Julian Zado, SPD-Landesvize, schließt sich dieser Argumentation an. Der Mietendeckel sei vor dem Hintergrund explodierender Mieten in der Hauptstadt entstanden. »Ganze Kieze stehen kurz davor zu kippen, deshalb ist es wichtig, dass der Mietendeckel schnell wirkt«, stellt Zado klar. Gemeinsam mit weiteren SPD-Politikern hatte er den Mietendeckel im Januar erstmals öffentlich als wohnungspolitisches Instrument in die Debatte eingebracht.

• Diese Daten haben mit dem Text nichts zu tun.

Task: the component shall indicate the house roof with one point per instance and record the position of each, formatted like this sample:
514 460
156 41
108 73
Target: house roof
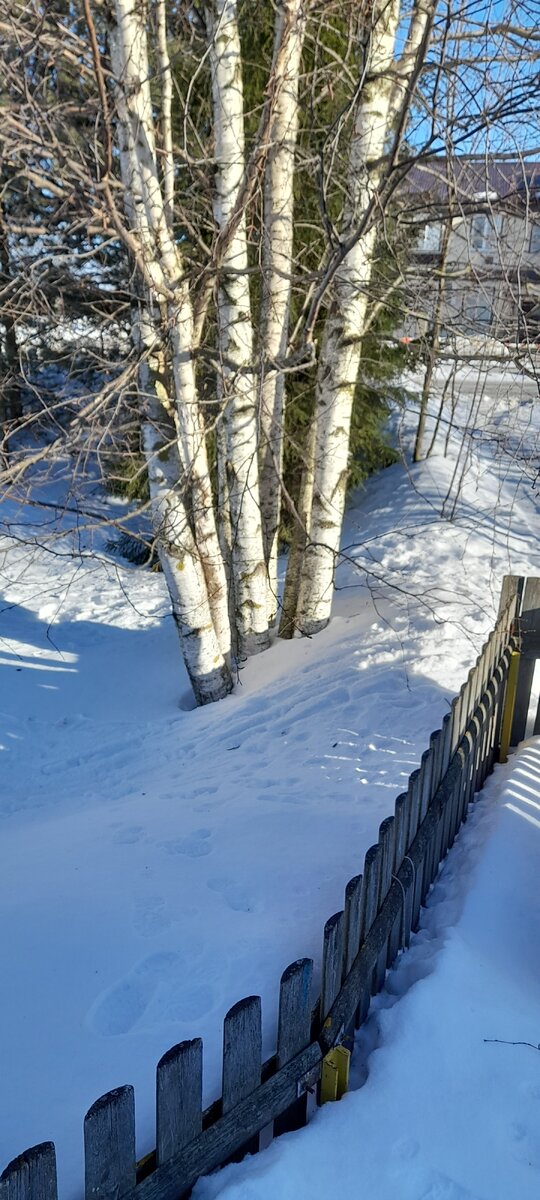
473 179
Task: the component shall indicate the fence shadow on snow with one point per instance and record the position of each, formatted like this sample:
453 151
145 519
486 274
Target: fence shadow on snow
382 907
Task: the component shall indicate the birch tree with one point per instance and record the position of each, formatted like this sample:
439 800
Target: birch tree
383 93
246 235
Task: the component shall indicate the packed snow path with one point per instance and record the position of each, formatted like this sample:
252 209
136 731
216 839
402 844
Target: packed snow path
450 1109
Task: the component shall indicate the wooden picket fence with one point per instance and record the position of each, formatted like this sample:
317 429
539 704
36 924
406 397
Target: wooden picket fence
382 907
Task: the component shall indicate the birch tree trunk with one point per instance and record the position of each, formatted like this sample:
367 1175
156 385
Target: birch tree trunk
179 480
235 334
277 267
340 357
179 555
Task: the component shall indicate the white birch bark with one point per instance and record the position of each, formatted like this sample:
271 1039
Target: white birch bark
179 555
199 589
277 267
235 334
340 355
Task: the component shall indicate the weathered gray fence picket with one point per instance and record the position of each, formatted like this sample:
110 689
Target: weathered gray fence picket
382 909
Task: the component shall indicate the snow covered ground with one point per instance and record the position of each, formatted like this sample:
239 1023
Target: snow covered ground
159 863
450 1109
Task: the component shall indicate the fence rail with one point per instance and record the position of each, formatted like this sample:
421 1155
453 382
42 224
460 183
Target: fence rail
382 907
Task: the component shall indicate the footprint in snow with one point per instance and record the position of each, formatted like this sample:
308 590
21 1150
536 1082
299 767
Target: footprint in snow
150 916
196 845
235 895
442 1187
162 989
126 835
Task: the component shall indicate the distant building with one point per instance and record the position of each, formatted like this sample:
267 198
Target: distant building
475 258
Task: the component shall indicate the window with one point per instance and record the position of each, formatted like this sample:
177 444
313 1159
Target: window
479 313
485 231
534 245
430 240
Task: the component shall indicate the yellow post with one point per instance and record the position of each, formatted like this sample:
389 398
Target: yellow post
335 1075
509 705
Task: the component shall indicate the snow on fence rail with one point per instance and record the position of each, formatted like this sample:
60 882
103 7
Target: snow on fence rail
382 907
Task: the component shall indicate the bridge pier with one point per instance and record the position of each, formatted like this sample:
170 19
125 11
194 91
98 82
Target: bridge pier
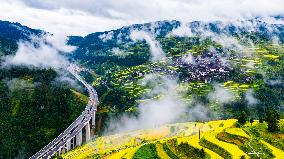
79 138
68 145
88 132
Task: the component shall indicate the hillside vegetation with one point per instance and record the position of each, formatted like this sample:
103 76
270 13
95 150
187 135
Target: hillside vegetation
218 139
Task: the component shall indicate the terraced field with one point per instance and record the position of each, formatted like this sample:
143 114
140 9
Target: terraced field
217 139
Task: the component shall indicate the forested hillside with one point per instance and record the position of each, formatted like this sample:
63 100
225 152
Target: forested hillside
36 104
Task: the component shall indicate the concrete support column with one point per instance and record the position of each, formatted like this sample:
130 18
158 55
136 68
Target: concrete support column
68 145
79 138
93 118
88 132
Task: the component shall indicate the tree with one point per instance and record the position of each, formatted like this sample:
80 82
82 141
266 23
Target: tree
242 118
272 118
251 121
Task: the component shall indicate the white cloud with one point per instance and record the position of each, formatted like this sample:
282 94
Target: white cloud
150 114
182 31
82 17
44 56
221 95
155 47
106 36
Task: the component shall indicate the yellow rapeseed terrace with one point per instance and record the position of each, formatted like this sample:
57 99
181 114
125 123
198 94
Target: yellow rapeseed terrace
237 131
161 152
231 148
275 151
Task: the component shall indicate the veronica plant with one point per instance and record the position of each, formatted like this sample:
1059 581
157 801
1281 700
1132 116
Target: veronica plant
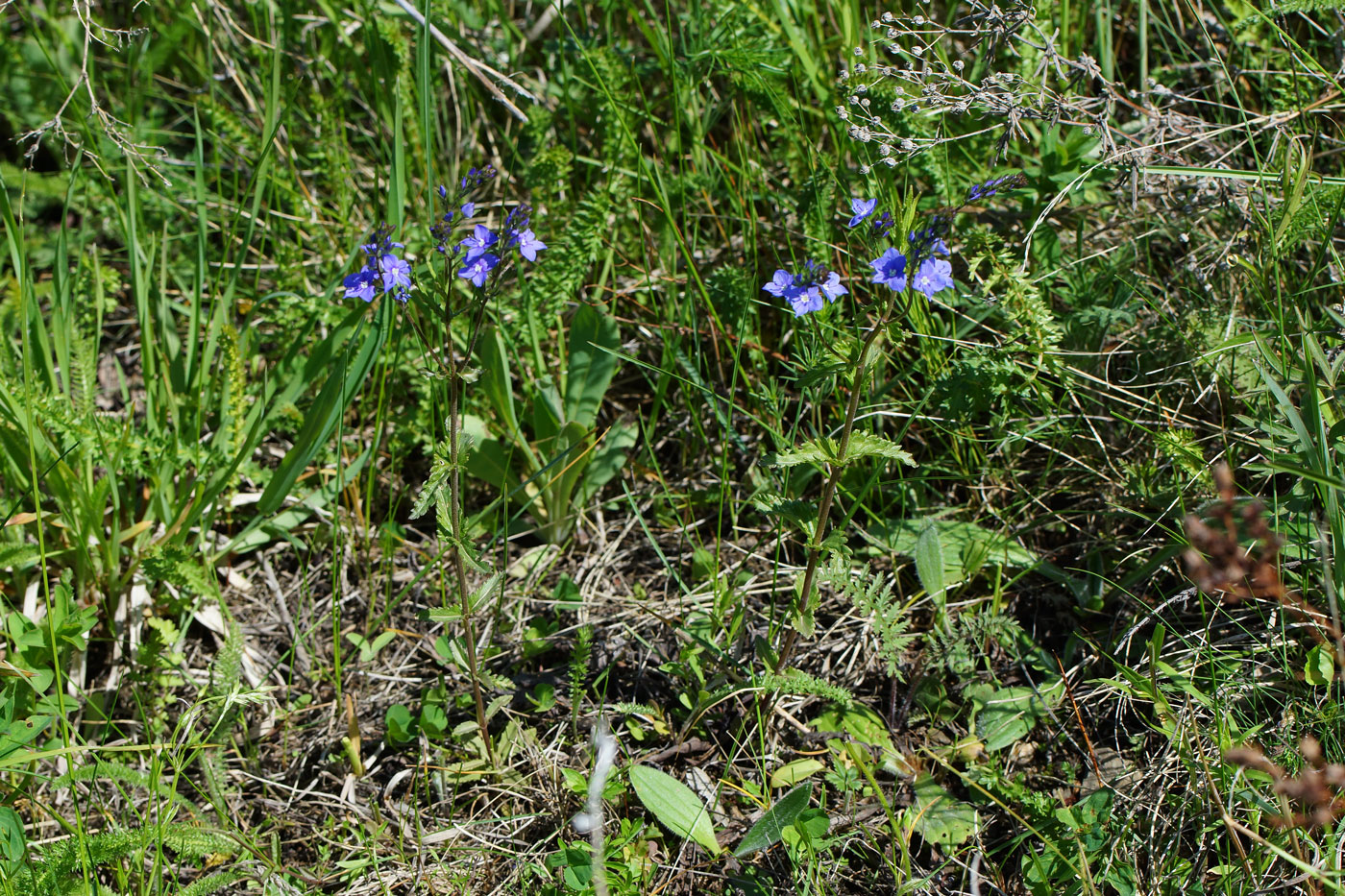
904 272
447 301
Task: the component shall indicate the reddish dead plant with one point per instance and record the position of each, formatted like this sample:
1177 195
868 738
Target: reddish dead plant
1220 567
1317 787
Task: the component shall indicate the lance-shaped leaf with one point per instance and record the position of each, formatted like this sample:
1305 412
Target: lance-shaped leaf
770 828
674 805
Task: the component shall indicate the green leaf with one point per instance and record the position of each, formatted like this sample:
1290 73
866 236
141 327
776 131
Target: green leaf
608 459
433 720
674 805
816 451
867 727
497 381
346 376
399 724
11 835
943 821
770 828
592 361
793 772
1006 714
865 444
930 563
966 546
1320 667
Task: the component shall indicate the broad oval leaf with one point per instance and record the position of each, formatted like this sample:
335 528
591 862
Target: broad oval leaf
794 772
943 821
592 361
770 828
674 805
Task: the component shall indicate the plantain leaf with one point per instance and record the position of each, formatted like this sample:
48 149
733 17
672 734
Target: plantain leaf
943 821
770 828
592 361
674 805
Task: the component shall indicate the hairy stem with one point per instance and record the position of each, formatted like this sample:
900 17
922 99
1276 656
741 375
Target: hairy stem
830 489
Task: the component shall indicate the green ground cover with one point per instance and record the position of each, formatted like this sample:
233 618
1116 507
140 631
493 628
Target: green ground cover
803 448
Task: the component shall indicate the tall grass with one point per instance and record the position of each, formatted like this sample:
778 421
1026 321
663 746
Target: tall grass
226 630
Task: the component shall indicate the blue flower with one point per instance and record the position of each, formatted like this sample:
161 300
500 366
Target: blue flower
397 276
479 267
934 276
806 301
527 244
480 240
809 291
995 184
782 284
360 284
831 287
890 269
861 208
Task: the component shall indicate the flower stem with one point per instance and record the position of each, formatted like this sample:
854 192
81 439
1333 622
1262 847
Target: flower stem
829 492
454 514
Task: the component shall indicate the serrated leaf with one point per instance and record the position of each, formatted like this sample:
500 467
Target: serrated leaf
799 513
865 444
770 829
962 543
816 451
943 821
674 805
1320 667
434 490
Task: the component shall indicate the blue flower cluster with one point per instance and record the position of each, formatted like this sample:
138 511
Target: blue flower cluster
477 255
995 184
383 269
804 292
892 268
932 274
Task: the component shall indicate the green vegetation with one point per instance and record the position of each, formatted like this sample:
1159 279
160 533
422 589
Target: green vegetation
575 561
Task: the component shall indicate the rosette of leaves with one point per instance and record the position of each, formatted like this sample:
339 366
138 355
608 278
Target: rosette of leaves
541 447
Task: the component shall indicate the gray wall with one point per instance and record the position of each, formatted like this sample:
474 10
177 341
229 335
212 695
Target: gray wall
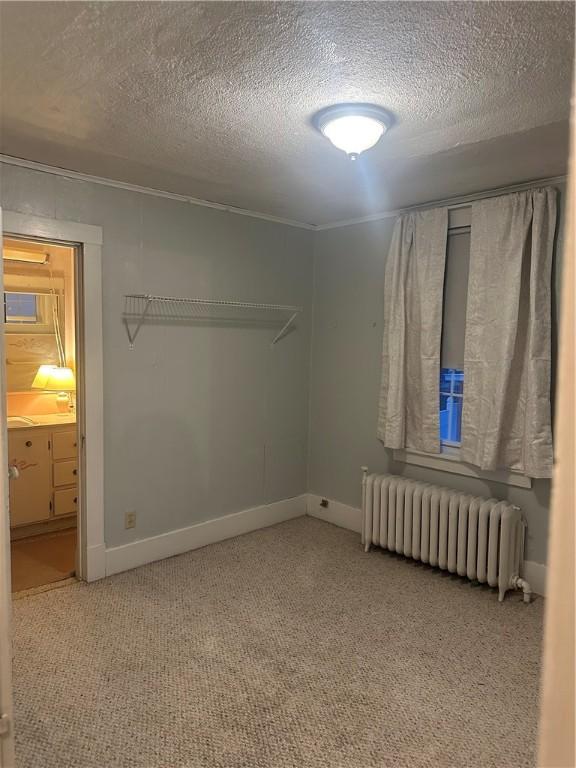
345 379
204 420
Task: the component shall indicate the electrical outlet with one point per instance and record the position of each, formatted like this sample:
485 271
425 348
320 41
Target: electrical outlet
130 520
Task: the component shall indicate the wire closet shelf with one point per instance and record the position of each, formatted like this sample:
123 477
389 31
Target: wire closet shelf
140 307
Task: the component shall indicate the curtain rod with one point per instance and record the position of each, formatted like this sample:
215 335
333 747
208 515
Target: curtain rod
452 203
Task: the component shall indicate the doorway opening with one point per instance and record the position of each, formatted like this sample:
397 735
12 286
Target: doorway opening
41 354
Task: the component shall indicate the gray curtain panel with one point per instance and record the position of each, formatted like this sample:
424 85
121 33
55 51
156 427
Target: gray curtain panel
414 277
507 357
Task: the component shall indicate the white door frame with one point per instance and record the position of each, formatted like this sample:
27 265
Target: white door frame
92 550
6 715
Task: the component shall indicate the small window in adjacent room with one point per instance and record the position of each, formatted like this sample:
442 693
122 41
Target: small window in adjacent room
20 308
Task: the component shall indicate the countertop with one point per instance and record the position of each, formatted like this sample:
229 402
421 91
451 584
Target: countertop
49 420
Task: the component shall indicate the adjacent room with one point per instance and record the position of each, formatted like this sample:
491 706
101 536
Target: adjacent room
282 294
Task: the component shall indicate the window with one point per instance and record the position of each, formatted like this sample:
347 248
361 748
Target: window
20 308
451 390
451 398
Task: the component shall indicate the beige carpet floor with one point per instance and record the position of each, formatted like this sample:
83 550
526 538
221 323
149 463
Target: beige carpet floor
288 647
41 560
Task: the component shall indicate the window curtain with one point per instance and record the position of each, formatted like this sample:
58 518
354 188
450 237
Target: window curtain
413 287
507 357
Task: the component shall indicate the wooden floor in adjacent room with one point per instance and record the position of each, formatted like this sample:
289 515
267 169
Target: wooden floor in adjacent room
41 560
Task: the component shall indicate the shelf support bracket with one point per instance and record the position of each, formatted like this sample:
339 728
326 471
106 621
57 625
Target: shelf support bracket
284 328
132 334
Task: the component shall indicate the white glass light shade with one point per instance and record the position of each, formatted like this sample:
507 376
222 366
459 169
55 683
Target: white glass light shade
353 128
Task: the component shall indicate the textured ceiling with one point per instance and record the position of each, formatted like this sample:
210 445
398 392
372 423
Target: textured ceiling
214 100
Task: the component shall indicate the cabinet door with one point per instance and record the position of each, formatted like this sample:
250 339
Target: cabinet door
30 494
65 473
64 444
66 501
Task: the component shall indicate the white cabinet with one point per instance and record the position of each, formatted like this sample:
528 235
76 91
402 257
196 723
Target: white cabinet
46 458
31 493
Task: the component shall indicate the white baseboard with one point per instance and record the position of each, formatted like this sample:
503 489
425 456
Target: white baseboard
95 563
351 518
336 513
144 551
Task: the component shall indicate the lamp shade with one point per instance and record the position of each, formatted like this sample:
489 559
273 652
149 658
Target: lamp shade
42 376
55 378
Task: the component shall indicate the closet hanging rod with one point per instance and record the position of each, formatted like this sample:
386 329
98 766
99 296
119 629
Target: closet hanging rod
140 306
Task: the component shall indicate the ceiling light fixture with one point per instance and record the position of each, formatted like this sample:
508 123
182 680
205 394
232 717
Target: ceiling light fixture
353 128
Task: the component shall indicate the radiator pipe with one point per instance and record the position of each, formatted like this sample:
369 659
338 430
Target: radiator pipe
522 584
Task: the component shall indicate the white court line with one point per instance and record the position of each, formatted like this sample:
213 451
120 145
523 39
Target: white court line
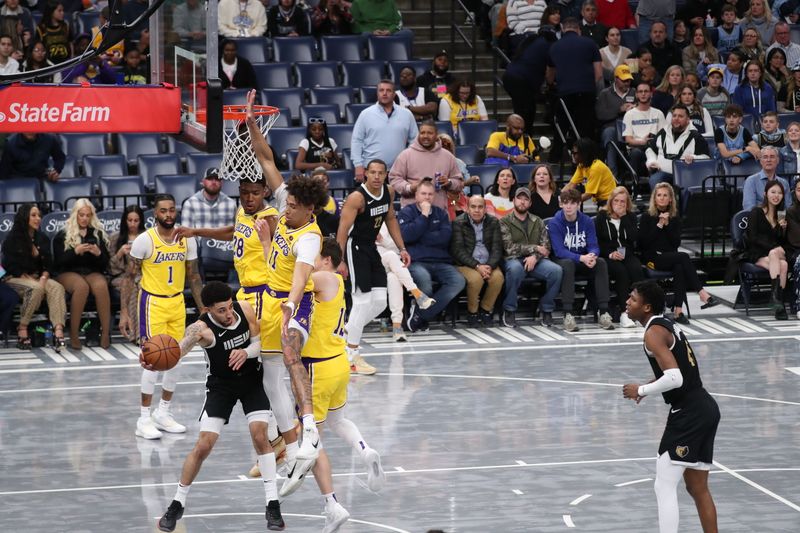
341 474
578 500
757 486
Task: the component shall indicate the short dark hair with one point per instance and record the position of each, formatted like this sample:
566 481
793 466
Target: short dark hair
215 292
330 248
652 294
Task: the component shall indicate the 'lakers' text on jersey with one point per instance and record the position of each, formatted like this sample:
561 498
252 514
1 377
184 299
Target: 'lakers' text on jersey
684 356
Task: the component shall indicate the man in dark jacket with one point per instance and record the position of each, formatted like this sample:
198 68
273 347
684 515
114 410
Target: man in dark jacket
527 248
426 233
27 155
477 249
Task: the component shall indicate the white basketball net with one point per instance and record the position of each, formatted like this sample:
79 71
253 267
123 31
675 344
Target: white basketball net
238 158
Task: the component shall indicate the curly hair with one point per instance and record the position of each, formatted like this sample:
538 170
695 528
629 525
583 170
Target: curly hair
308 192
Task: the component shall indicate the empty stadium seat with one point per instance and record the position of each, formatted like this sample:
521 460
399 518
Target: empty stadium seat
342 134
62 189
328 112
197 164
360 73
81 144
293 49
273 75
132 145
105 165
388 48
351 111
151 166
54 222
317 74
132 186
476 131
283 139
254 49
332 95
341 48
291 98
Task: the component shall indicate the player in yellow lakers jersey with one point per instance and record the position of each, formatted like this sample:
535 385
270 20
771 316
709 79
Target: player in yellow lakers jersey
160 264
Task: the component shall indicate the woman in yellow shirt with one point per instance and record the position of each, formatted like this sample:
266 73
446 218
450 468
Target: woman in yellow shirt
591 173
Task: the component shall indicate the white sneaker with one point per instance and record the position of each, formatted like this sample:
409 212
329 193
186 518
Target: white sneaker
146 429
376 477
335 516
625 321
164 421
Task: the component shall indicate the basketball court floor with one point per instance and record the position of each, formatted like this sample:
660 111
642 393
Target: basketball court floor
481 430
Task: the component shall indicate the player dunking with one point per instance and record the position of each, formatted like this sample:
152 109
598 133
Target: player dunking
687 446
324 357
229 335
366 209
162 261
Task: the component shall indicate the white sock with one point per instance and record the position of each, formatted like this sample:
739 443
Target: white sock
182 493
163 406
291 451
266 462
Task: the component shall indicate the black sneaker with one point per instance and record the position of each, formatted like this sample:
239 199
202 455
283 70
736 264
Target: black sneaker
274 519
509 319
171 517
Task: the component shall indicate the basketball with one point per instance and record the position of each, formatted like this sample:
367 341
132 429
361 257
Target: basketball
161 351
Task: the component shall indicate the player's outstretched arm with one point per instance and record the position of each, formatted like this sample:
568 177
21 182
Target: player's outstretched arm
130 281
261 147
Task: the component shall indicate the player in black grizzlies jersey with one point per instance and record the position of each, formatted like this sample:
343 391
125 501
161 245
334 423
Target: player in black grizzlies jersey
229 335
687 446
364 212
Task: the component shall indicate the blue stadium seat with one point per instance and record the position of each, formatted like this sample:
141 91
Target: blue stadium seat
235 96
197 164
132 145
292 98
341 179
121 185
60 190
351 111
468 153
293 49
485 172
342 134
327 112
420 66
54 222
332 95
20 190
254 49
81 144
181 186
151 166
317 74
70 169
341 48
361 73
273 75
283 139
105 165
476 131
388 48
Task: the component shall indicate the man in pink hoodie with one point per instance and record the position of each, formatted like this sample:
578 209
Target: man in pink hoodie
425 158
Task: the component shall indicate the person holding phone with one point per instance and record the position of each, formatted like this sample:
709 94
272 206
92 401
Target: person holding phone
81 258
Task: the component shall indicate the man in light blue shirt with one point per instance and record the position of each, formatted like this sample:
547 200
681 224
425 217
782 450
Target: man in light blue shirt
381 131
753 192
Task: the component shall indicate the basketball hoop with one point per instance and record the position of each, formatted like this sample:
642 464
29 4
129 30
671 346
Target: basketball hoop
238 158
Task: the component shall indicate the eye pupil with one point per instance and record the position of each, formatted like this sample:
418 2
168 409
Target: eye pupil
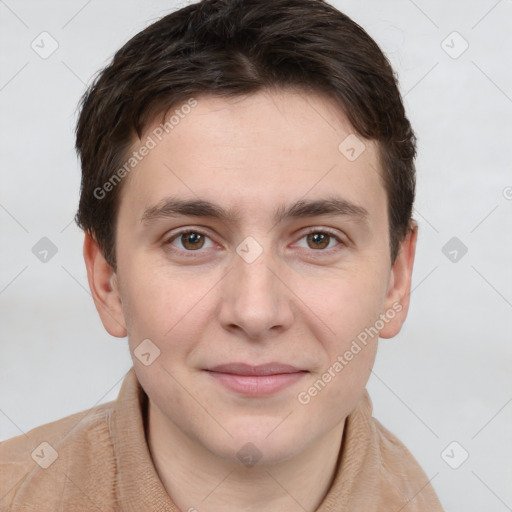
319 238
191 239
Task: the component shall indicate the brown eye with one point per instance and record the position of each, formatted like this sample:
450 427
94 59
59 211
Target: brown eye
192 240
318 240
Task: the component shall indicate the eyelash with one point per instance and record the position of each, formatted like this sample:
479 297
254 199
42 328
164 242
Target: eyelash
189 253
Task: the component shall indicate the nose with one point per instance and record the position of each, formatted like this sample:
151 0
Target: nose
256 300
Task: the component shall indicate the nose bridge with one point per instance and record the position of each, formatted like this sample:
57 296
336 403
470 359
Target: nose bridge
254 299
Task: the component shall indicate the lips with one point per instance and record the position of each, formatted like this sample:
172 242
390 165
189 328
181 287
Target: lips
257 380
263 369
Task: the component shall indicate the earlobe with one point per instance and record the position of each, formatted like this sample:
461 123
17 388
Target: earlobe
104 287
399 289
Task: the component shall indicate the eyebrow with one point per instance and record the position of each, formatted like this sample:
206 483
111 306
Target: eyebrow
173 207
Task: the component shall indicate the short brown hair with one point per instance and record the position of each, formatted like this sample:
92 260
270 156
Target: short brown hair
237 47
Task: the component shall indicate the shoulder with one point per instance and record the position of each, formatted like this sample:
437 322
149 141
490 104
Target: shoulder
403 475
42 457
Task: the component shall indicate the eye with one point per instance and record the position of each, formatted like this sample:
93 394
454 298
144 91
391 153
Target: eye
319 240
189 240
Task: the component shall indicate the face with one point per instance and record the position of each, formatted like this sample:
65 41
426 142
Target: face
253 252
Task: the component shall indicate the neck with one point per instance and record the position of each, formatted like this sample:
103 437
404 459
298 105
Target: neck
199 481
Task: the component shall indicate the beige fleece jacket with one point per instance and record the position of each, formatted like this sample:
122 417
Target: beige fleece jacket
98 460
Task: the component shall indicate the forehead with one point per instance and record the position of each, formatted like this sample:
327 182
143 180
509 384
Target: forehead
273 146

Bei solch einer Gesetzesinitiative sei es rechtlich unmöglich, Genossenschaften auszunehmen und auf alle Einzelfälle einzugehen. Das Einfrieren der Mieten für fünf Jahre lasse keine Genossenschaftsfinanzierung zusammenbrechen. Schließlich gebe es die Möglichkeit des Inflationsausgleichs, bei Modernisierungen seien Zuschläge möglich und Lagekriterien würden bei der Berechnung des Mietspiegels berücksichtigt. »Kaputt geht ihr nicht«, stellt Zado fest.

Einigkeit besteht in der Runde darüber, dass der Deckel nur eine von vielen Maßnahmen zur Lösung des Mietenproblems ist. Im Bereich des Milieuschutzes, bei der Ausübung des Vorkaufsrechts, der Bodenpolitik und der Stärkung der gemeinwohlorientierten Genossenschaften bestehe noch viel Handlungsbedarf.